Débat du 2 mai : démocratie ou télécratie ?
A la veille des discours des deux candidats devant les chaînes de télévision de TF1 (les deux candidats seront sur la chaîne dans « Face à la Une » : le candidat de l’UMP mercredi à 20h10 et la candidate socialiste jeudi soir) et sur France 2 (Arlette Chabot, directrice de l’information de la chaîne, reçoit successivement Ségolène Royal mercredi soir à 20h50, après le journal télévisé, et Nicolas Sarkozy jeudi soir à la même heure), à la veille du face-à-face tant attendu entre les deux candidats (le 2 mai) dont nous devons craindre qu’il ne servira qu’à apprécier la qualité de la rhétorique de ces deux champions, une question se pose : pourrons-nous échapper à la force des images, des mises en scène ? Arlette Chabot joue des coudes pour ne pas laisser la place à l’hypermédiatique PPDA, lequel feint de n’agir que dans l’intérêt du débat... Mais au fond, ne nous laisserons-nous pas piéger par la force des images produites par cette « télécratie » ? Et ce débat servira-t-il la démocratie ?

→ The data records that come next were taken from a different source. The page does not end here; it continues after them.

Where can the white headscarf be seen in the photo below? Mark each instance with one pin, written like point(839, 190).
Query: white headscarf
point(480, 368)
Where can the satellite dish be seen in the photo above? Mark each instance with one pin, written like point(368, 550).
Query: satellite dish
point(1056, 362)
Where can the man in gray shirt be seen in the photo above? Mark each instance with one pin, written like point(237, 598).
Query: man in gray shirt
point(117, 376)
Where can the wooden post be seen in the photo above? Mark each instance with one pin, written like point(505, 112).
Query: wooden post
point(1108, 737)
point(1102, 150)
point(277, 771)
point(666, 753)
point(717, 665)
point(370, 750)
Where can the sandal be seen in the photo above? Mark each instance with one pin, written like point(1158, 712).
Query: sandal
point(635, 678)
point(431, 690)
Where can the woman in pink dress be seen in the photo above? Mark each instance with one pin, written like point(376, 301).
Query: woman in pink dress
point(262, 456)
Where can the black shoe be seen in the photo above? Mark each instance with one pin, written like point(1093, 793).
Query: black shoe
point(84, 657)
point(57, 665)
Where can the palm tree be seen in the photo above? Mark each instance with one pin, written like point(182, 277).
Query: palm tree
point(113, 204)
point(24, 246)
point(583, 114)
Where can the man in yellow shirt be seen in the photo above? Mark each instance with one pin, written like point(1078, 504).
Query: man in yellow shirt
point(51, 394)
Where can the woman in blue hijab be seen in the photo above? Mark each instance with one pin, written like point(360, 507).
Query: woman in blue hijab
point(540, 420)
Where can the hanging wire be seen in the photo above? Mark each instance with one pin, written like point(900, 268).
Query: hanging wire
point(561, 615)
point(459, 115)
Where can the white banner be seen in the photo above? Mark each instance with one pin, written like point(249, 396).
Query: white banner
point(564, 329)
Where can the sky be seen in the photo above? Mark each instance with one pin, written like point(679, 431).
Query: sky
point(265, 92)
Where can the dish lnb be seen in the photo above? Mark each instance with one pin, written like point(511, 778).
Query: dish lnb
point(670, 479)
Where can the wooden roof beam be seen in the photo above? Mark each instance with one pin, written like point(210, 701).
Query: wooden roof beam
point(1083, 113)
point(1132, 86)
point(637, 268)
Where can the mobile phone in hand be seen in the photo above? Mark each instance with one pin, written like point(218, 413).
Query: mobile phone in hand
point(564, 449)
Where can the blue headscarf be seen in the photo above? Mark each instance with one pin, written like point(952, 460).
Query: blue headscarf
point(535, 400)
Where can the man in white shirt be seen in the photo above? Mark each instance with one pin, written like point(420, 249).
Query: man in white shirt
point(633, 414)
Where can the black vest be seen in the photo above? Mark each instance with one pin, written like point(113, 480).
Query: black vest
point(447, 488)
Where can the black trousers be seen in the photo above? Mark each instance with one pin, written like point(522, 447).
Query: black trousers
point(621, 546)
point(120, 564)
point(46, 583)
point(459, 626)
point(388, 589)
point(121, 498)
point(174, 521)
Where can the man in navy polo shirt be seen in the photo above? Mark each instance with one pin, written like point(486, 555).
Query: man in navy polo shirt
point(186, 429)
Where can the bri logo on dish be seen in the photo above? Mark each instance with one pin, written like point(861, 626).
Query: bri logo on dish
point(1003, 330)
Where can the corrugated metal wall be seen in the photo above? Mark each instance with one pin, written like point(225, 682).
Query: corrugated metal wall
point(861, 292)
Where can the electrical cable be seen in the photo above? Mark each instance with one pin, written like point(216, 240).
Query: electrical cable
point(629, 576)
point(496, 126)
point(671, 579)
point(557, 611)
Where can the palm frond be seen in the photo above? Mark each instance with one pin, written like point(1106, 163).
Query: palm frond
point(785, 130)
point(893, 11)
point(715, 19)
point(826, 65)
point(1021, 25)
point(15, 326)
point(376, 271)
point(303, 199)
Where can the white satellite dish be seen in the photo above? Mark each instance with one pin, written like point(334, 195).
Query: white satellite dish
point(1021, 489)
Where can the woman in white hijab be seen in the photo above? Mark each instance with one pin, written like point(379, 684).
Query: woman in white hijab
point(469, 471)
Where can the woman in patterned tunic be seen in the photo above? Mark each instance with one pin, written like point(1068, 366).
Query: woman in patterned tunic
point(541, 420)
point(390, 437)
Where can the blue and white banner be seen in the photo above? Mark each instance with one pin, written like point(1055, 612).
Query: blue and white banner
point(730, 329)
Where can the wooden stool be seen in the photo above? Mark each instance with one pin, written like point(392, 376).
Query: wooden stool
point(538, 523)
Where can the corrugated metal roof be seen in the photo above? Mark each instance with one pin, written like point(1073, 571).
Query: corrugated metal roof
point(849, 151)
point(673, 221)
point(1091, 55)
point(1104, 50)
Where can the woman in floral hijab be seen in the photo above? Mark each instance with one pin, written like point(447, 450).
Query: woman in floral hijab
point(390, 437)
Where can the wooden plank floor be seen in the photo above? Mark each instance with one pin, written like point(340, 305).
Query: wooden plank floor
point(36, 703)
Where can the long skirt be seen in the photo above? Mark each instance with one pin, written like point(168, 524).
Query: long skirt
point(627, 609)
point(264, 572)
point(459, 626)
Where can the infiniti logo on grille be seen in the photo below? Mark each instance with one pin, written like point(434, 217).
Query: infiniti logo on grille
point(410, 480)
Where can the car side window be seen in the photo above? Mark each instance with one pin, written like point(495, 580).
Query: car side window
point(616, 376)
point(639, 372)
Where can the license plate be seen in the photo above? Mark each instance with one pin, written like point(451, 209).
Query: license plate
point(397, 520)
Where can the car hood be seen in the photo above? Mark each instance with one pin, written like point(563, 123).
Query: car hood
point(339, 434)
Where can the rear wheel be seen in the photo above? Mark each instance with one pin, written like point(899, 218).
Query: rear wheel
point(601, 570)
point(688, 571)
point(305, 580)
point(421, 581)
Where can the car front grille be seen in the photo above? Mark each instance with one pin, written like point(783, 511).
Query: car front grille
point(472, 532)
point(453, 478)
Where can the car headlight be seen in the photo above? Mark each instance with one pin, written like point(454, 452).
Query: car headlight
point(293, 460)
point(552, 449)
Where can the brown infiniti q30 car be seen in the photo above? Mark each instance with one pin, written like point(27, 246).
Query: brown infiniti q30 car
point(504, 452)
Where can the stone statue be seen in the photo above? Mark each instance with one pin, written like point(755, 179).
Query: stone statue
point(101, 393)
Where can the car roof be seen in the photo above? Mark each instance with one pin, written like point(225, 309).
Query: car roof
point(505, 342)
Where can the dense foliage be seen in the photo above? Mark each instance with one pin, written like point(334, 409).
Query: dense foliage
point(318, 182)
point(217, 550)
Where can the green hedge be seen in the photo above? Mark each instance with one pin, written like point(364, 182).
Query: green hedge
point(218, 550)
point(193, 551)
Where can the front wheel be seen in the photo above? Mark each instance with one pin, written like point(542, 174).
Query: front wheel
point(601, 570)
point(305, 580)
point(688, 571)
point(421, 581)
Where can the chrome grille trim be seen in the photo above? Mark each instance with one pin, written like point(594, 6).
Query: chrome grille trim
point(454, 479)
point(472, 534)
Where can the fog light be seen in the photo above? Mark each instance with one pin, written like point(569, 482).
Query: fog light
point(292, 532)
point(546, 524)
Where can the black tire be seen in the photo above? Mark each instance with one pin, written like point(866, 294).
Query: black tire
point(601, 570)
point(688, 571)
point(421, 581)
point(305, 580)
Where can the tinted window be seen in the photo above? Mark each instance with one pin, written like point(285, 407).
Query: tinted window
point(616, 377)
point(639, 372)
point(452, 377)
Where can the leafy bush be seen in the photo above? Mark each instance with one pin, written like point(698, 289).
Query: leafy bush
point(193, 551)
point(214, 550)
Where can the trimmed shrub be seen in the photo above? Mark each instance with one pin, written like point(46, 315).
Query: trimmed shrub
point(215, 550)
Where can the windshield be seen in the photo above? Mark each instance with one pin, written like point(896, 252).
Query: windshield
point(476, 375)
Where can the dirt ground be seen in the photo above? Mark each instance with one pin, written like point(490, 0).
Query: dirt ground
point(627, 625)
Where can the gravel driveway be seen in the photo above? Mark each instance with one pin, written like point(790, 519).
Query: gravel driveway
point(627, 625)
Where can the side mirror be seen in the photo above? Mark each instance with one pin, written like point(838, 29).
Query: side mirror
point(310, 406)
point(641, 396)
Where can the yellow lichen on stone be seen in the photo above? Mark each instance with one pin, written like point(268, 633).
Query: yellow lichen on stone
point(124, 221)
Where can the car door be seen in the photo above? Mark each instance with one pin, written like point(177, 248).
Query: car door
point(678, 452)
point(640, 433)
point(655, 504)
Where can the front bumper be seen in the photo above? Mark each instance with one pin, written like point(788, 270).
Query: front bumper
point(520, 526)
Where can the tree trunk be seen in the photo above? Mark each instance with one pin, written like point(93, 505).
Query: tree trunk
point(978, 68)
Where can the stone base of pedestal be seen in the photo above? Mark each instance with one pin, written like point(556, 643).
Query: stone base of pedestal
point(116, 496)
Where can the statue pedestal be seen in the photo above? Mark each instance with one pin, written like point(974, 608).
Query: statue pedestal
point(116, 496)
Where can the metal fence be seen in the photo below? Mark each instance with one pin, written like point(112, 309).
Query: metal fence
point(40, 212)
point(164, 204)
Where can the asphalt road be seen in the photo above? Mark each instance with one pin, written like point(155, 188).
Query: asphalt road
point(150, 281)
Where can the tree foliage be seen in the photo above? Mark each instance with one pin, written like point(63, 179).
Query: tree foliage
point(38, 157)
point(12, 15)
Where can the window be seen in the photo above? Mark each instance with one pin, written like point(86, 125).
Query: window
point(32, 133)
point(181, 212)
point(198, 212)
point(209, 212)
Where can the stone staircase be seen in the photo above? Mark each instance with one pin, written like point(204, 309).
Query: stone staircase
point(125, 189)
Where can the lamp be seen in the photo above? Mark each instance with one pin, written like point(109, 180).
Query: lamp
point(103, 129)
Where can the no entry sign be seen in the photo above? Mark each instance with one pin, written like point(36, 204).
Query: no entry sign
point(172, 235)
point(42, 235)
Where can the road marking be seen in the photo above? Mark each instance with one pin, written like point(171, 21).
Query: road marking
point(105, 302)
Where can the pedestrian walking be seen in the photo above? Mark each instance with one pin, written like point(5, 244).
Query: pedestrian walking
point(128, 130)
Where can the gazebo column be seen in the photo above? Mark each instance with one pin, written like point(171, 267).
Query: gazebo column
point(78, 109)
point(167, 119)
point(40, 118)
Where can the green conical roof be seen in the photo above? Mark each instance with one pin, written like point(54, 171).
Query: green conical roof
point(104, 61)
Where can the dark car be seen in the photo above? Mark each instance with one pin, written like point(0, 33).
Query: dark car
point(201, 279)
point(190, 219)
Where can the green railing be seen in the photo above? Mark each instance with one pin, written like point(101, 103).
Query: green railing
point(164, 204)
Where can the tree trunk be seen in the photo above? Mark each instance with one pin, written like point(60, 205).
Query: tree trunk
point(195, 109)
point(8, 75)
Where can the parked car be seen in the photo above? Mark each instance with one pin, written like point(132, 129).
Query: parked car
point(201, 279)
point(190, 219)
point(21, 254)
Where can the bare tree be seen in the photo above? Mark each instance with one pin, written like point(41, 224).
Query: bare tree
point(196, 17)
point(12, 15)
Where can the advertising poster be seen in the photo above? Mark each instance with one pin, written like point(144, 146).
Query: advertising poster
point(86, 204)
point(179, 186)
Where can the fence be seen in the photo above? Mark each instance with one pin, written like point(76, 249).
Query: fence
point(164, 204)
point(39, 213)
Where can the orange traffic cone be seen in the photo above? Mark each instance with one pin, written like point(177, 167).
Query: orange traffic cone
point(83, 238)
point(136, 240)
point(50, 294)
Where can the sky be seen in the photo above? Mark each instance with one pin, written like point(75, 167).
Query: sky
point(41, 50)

Pourrons-nous inventer une nouvelle forme de démocratie plus participative comme l’appellent de leurs vœux certains à l’encontre des pièges et impasses de la démocratie d’opinion, dont les sondages donnant l’illusion d’une démocratie directe ?
Dans un article fort pertinent, Yves Sintomer, professeur de sociologie dans le département de science politique de l’université de Paris VIII, pose clairement le débat en nous rappelant que des dispositifs en ce sens se sont multipliés en Europe et dans le monde au cours des deux dernières décennies. Pourquoi la France y resterait étrangère plus longtemps ? Au motif que cette nation - qu’il nous faut tant vénérer ces jours-ci au risque d’être mis au ban - a été l’une de celles qui posa les jalons de la démocratie moderne en inventant la démocratie représentative ?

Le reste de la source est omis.